Versioned is simpler. Declarative reduces hand-written DDL but is harder to stage.

Flyway uses checksums to detect modified-after-applied scripts. Never edit applied migrations; new migration files only.

If you need to fix a wrong migration:

  • Add a new migration that corrects it.
  • For dev/staging, use flyway repair or rebuild.

If multiple app instances boot together and try to migrate, they race. Solutions:

  • Migration job runs once (init container with Job or argo PreSync).
  • Flyway uses an internal advisory lock.
  • Some teams gate migration on a single CI step.

Most migrations are not safely reversible in prod:

  • DROP COLUMN loses data.
  • DROP TABLE loses data.
  • A failed forward isn’t undone — the right action is “fix forward”.

Backups + point-in-time recovery are the real rollback for data-destructive ops.

  1. Rename a column without downtime?
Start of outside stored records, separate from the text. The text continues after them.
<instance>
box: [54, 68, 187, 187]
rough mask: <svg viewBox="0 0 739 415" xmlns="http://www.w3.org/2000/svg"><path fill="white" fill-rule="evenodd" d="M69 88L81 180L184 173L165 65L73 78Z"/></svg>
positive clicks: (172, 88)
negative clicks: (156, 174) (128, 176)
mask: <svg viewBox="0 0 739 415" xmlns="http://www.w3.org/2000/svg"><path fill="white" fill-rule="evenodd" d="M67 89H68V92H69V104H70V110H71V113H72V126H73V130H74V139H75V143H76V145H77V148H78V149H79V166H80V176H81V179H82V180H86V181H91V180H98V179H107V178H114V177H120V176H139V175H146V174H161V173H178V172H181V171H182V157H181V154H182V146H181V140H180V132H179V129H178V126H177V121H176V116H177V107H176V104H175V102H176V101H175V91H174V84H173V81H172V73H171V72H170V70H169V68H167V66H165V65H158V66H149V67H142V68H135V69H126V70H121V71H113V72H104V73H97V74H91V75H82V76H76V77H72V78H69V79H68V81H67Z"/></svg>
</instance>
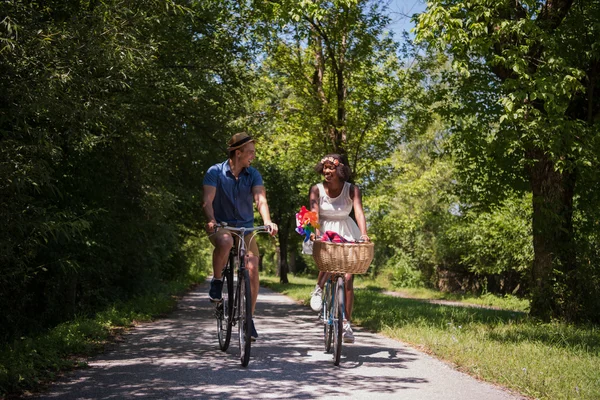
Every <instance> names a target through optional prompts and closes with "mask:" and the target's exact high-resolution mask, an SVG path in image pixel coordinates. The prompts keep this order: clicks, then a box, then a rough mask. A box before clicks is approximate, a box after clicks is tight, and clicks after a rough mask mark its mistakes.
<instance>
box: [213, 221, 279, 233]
mask: <svg viewBox="0 0 600 400" xmlns="http://www.w3.org/2000/svg"><path fill="white" fill-rule="evenodd" d="M219 228H221V229H227V230H229V231H232V232H237V233H242V232H256V231H262V232H269V233H270V232H271V227H270V226H266V225H260V226H253V227H251V228H246V227H243V226H242V227H236V226H229V225H227V224H226V223H225V222H219V223H217V224H216V225H215V232H216V231H217V230H218V229H219Z"/></svg>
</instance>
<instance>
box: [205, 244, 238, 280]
mask: <svg viewBox="0 0 600 400" xmlns="http://www.w3.org/2000/svg"><path fill="white" fill-rule="evenodd" d="M210 241H211V242H212V244H213V245H214V246H215V249H214V250H213V277H214V278H215V279H221V275H222V273H223V268H224V267H225V265H226V264H227V259H228V258H229V251H230V250H231V248H232V247H233V237H232V236H231V233H228V232H222V233H221V232H217V233H216V234H215V235H214V236H211V238H210Z"/></svg>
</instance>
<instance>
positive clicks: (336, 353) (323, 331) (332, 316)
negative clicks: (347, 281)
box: [322, 273, 346, 366]
mask: <svg viewBox="0 0 600 400" xmlns="http://www.w3.org/2000/svg"><path fill="white" fill-rule="evenodd" d="M345 284H346V280H345V277H344V274H343V273H330V275H329V277H328V278H327V281H326V282H325V286H324V290H323V308H322V318H323V335H324V337H323V338H324V342H325V351H326V352H329V351H330V350H331V348H332V339H333V364H334V365H336V366H337V365H339V364H340V359H341V354H342V333H343V323H344V322H343V321H344V320H345V319H346V311H345V303H346V298H345Z"/></svg>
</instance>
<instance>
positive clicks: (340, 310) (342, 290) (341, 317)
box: [333, 276, 344, 365]
mask: <svg viewBox="0 0 600 400" xmlns="http://www.w3.org/2000/svg"><path fill="white" fill-rule="evenodd" d="M333 304H334V308H333V312H334V315H333V365H340V358H341V356H342V333H343V330H344V278H342V277H341V276H340V277H338V278H337V282H336V285H335V299H334V301H333Z"/></svg>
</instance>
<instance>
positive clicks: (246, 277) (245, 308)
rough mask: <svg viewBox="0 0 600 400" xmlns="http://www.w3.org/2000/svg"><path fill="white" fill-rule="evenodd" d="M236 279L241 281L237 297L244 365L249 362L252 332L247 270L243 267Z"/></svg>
mask: <svg viewBox="0 0 600 400" xmlns="http://www.w3.org/2000/svg"><path fill="white" fill-rule="evenodd" d="M238 279H241V282H238V286H239V288H240V291H239V297H238V310H239V315H240V320H239V323H238V334H239V335H238V336H239V342H240V361H241V362H242V366H244V367H246V366H247V365H248V363H249V362H250V344H251V339H250V335H251V334H252V295H251V293H252V292H251V289H250V274H249V273H248V270H247V269H244V268H243V269H242V273H241V274H240V277H239V278H238Z"/></svg>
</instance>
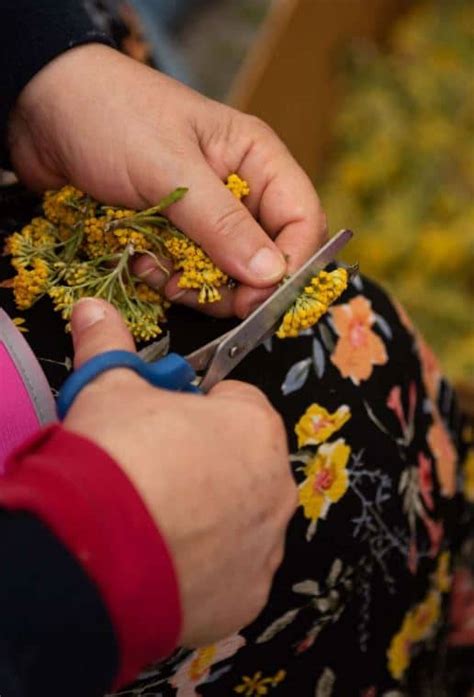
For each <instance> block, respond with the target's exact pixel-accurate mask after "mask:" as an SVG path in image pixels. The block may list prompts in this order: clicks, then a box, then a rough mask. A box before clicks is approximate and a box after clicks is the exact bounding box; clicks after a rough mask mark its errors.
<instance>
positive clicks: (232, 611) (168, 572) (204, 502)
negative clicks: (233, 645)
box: [0, 299, 296, 697]
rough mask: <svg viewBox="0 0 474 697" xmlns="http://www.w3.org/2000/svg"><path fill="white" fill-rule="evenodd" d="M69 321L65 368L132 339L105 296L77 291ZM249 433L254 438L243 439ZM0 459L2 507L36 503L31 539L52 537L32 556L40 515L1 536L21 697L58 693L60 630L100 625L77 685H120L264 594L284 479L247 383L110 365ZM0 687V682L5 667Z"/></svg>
mask: <svg viewBox="0 0 474 697" xmlns="http://www.w3.org/2000/svg"><path fill="white" fill-rule="evenodd" d="M71 325H72V334H73V342H74V348H75V366H76V367H78V366H80V365H81V363H83V362H85V361H87V360H89V359H90V358H92V357H93V356H94V355H97V354H99V353H102V352H104V351H107V350H110V349H122V350H129V351H133V350H134V345H133V340H132V337H131V335H130V332H129V331H128V330H127V328H126V326H125V324H124V322H123V320H122V319H121V317H120V315H119V314H118V313H117V312H116V311H115V310H114V309H113V308H112V307H111V306H110V305H109V304H108V303H106V302H104V301H101V300H96V299H94V300H92V299H87V300H82V301H80V302H79V303H78V304H77V305H76V306H75V308H74V310H73V314H72V318H71ZM252 432H257V433H258V434H259V437H258V439H253V438H248V434H249V433H252ZM0 437H1V428H0ZM236 444H238V447H236ZM222 463H225V465H226V466H225V467H223V466H222ZM6 468H7V473H6V475H4V476H3V477H1V478H0V510H4V511H7V512H8V513H7V514H4V515H9V516H14V519H13V523H14V524H15V525H18V524H19V523H18V521H19V520H20V518H19V517H17V516H20V515H22V512H23V513H26V514H27V515H29V516H35V517H36V518H37V519H38V520H41V521H42V524H43V526H44V527H43V528H41V530H40V532H41V535H42V536H43V538H44V536H45V531H49V533H50V535H51V536H54V537H50V538H49V539H47V540H44V539H43V549H45V550H46V553H45V556H44V559H43V563H42V564H40V561H41V560H42V554H41V548H40V545H39V544H38V545H37V546H36V540H37V539H38V534H39V533H38V527H36V528H34V526H33V528H31V526H30V527H29V528H28V529H27V530H24V531H23V533H22V534H23V537H22V538H21V539H20V537H18V536H19V535H20V533H19V532H18V530H13V533H10V535H13V537H12V538H11V539H12V542H11V545H10V546H13V547H15V546H18V549H22V550H23V558H22V560H21V562H22V563H23V564H24V566H23V567H18V566H15V564H12V565H10V564H9V563H8V561H6V560H5V559H4V560H2V561H4V565H3V566H2V572H1V574H0V599H1V596H2V593H3V603H4V604H7V603H8V602H9V598H11V607H10V613H11V614H10V619H9V623H7V624H6V623H5V622H3V621H0V659H1V658H3V656H2V651H3V655H5V656H6V659H5V660H7V659H8V660H9V661H10V663H9V664H8V663H7V665H8V670H9V671H10V676H11V678H12V680H14V679H15V670H16V671H17V675H18V676H19V677H18V680H20V678H21V680H23V683H24V686H23V693H21V692H20V693H19V695H18V697H33V696H34V697H37V695H41V694H47V695H48V697H55V695H58V697H59V695H61V696H62V695H63V694H65V691H64V690H65V686H64V681H63V680H62V679H60V677H61V673H59V672H58V671H57V670H56V668H55V664H54V656H53V653H54V649H55V646H56V644H60V643H61V642H63V643H64V645H65V646H71V647H74V644H75V643H76V644H78V645H79V646H80V645H81V644H82V643H84V642H87V636H88V633H89V634H91V635H92V634H94V633H95V632H96V636H95V637H94V640H93V641H92V640H91V643H92V644H93V643H94V642H96V644H97V646H98V648H97V653H98V659H97V661H98V664H99V663H100V662H101V660H102V659H103V665H101V666H99V665H98V666H97V668H98V669H99V668H100V670H101V671H102V672H96V674H94V672H93V670H94V664H93V663H92V658H91V657H90V655H88V654H87V655H86V656H85V657H84V666H85V668H84V671H83V672H85V673H87V671H88V670H89V669H90V683H88V685H87V690H82V692H81V690H79V692H78V693H77V695H78V697H79V695H81V697H83V695H86V694H87V695H90V694H96V693H95V692H94V690H98V689H99V688H100V689H102V688H103V685H104V681H105V682H107V681H109V682H110V681H111V680H112V684H111V685H110V687H111V688H112V689H115V688H116V687H118V686H122V685H123V684H124V683H126V682H128V681H129V680H131V679H132V678H133V677H135V676H136V675H137V673H138V672H139V670H140V669H141V668H143V667H145V666H146V665H147V664H148V663H150V662H152V661H155V660H157V659H159V658H163V657H164V656H166V655H168V654H169V653H170V652H171V651H172V650H173V648H174V647H175V646H176V644H177V643H179V644H181V645H183V646H186V647H195V646H201V645H204V646H205V645H208V644H210V643H213V642H214V641H217V640H219V639H222V638H224V637H225V636H228V635H229V634H231V633H232V632H234V631H236V630H238V629H240V628H241V627H243V626H245V625H246V624H248V623H249V622H250V621H251V620H252V619H254V618H255V617H256V615H257V614H258V613H259V612H260V611H261V609H262V607H263V605H264V603H265V602H266V599H267V597H268V593H269V590H270V584H271V582H272V578H273V575H274V573H275V571H276V569H277V567H278V566H279V564H280V562H281V560H282V557H283V548H284V540H285V533H286V527H287V524H288V521H289V519H290V517H291V515H292V514H293V512H294V510H295V506H296V486H295V483H294V481H293V478H292V476H291V470H290V466H289V461H288V450H287V443H286V434H285V431H284V429H283V425H282V422H281V419H280V418H279V417H278V415H277V414H276V412H274V411H273V409H272V408H271V406H270V404H269V402H268V401H267V400H266V398H265V397H264V396H263V395H262V394H261V393H259V392H258V390H255V389H254V388H252V387H251V386H249V385H244V384H241V383H237V382H224V383H221V384H220V385H218V386H216V387H215V388H213V389H212V390H211V391H210V392H209V393H208V394H207V395H191V394H178V393H174V392H168V391H165V390H159V389H157V388H154V387H152V386H151V385H149V384H148V383H146V382H145V381H144V380H142V379H141V378H139V377H138V376H137V375H135V374H134V373H132V372H131V371H128V370H119V369H116V370H113V371H110V372H108V373H106V374H104V375H102V376H100V377H99V378H97V379H96V380H95V381H94V382H93V383H91V384H90V385H88V386H86V387H85V388H84V389H83V390H82V392H81V393H80V395H79V396H78V397H77V399H76V400H75V402H74V404H73V405H72V407H71V409H70V410H69V412H68V414H67V416H66V418H65V420H64V424H63V426H59V425H54V426H52V427H50V428H49V429H46V430H44V431H42V432H40V433H39V434H38V435H37V436H35V437H34V438H33V439H32V440H31V441H30V442H29V443H26V444H25V445H24V446H23V447H22V448H21V449H20V450H19V451H17V452H16V453H14V454H13V455H12V456H11V457H10V459H9V460H8V461H7V464H6ZM262 472H265V476H262ZM0 518H1V516H0ZM4 520H6V518H4ZM3 532H4V531H3V529H2V528H1V520H0V535H3ZM29 532H31V533H32V535H33V537H32V538H31V539H32V542H31V545H35V549H34V550H30V549H29V543H28V533H29ZM15 537H16V541H15ZM54 538H56V542H55V541H54ZM5 539H6V537H5ZM236 539H238V540H239V545H236V544H235V540H236ZM45 545H46V546H47V547H48V549H46V546H45ZM61 546H62V547H63V548H64V549H62V551H61ZM58 550H59V552H58ZM168 550H169V552H168ZM58 556H60V557H62V562H61V564H63V562H64V560H66V561H67V560H68V559H69V562H68V569H66V570H65V568H63V569H62V571H61V573H57V569H56V568H55V562H54V559H53V557H54V558H56V560H57V558H58ZM17 563H18V560H17ZM75 565H76V566H75ZM63 566H64V565H63ZM62 573H65V574H66V575H65V579H64V588H65V589H66V588H71V587H73V586H77V587H79V586H81V585H82V587H83V589H84V590H85V596H86V597H83V599H82V600H80V603H79V604H80V606H81V607H82V606H83V607H84V614H83V617H82V620H81V622H82V624H79V625H78V626H76V620H75V618H76V617H77V613H78V610H79V608H78V607H75V605H76V602H77V599H76V598H71V597H69V594H66V595H67V597H65V595H63V596H61V595H58V594H59V593H60V590H61V587H62V586H63V579H62V578H61V574H62ZM17 574H20V577H18V578H17ZM25 574H26V577H28V581H26V580H25V581H24V576H25ZM2 576H3V578H1V577H2ZM49 577H51V578H50V580H48V578H49ZM84 584H85V585H86V586H87V584H88V587H87V588H86V587H85V586H84ZM209 588H212V593H209ZM94 589H95V593H96V595H95V596H94ZM28 593H29V594H30V597H29V598H28V599H25V594H26V595H27V594H28ZM45 593H46V594H48V593H49V597H48V599H47V602H46V601H45ZM91 594H92V595H91ZM94 598H95V599H94ZM68 603H70V605H71V607H67V608H65V607H64V605H65V604H68ZM101 603H102V605H103V608H102V610H101V609H100V608H101ZM46 606H48V607H49V609H50V610H51V614H50V616H46V615H45V614H44V612H43V611H44V607H46ZM1 613H2V607H1V605H0V617H1V616H2V615H1ZM104 613H105V615H106V617H108V618H109V620H108V621H107V619H104ZM24 614H26V615H28V618H29V620H28V622H26V620H24ZM15 618H16V619H15ZM15 625H16V627H15ZM21 626H22V627H23V630H22V633H21V639H19V636H18V633H17V632H18V631H19V630H18V627H21ZM114 637H115V640H114ZM50 639H51V641H50ZM114 641H115V642H116V643H115V644H114ZM55 642H56V644H55ZM64 651H66V649H64ZM58 655H59V656H60V655H61V653H59V654H58ZM64 660H65V668H64V671H65V673H66V672H67V669H69V668H71V663H70V661H71V660H72V661H73V666H74V673H75V672H76V671H77V670H78V669H79V670H81V671H82V667H81V666H82V664H81V663H80V661H81V660H82V659H81V651H78V652H76V653H74V651H73V650H72V649H71V655H70V658H69V659H68V658H65V659H64ZM0 665H1V661H0ZM18 666H20V667H21V668H18ZM88 666H89V667H88ZM40 669H41V671H43V672H42V673H40V674H39V673H38V670H40ZM35 671H36V672H35ZM71 673H72V670H71ZM0 675H1V674H0ZM88 679H89V678H87V675H85V676H84V680H88ZM46 680H49V687H48V690H46V691H45V690H42V689H41V688H42V686H43V683H45V682H46ZM41 681H43V682H41ZM94 681H95V682H94ZM38 685H39V686H38ZM20 686H21V683H20ZM81 688H82V686H81ZM18 689H20V688H19V687H18ZM66 693H67V694H68V697H72V695H75V693H73V692H72V691H71V690H67V691H66ZM0 695H2V697H10V695H9V694H8V692H6V690H5V689H3V690H2V684H1V681H0ZM11 697H17V695H16V694H15V693H14V692H13V693H12V695H11Z"/></svg>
Add new col → dual-write → backfill → switch reads → drop old. 3-4 deploys.
  2. NOT NULL on 100M-row table? Add nullable, backfill in batches, then add NOT NULL constraint.
  3. Migration runs 6 hours and locks the table — what now? Cancel; redesign as online change (chunks, gh-ost, pt-osc, pgroll).
  4. Deploy succeeded, migration failed mid-way. Now what? Investigate via flyway info; manual fix or flyway repair; never silently ignore.
  5. Test migrations? Apply to fresh DB; apply to a snapshot of prod; CI integration tests.
  6. Why not ORM auto-migrate (e.g. TypeORM synchronize:true)? Unsafe in prod, no review, no audit, no rollback story.
  7. MongoDB migrations? Tools: migrate-mongo, mongock; document version field; lazy migration on read.
  • DDL + DML in same migration on huge tables.
  • Re-using version numbers.
  • “I’ll fix it on staging” — checksum mismatch carries to prod.
  • One-shot script touching 50 tables.
  • No backup before destructive migration.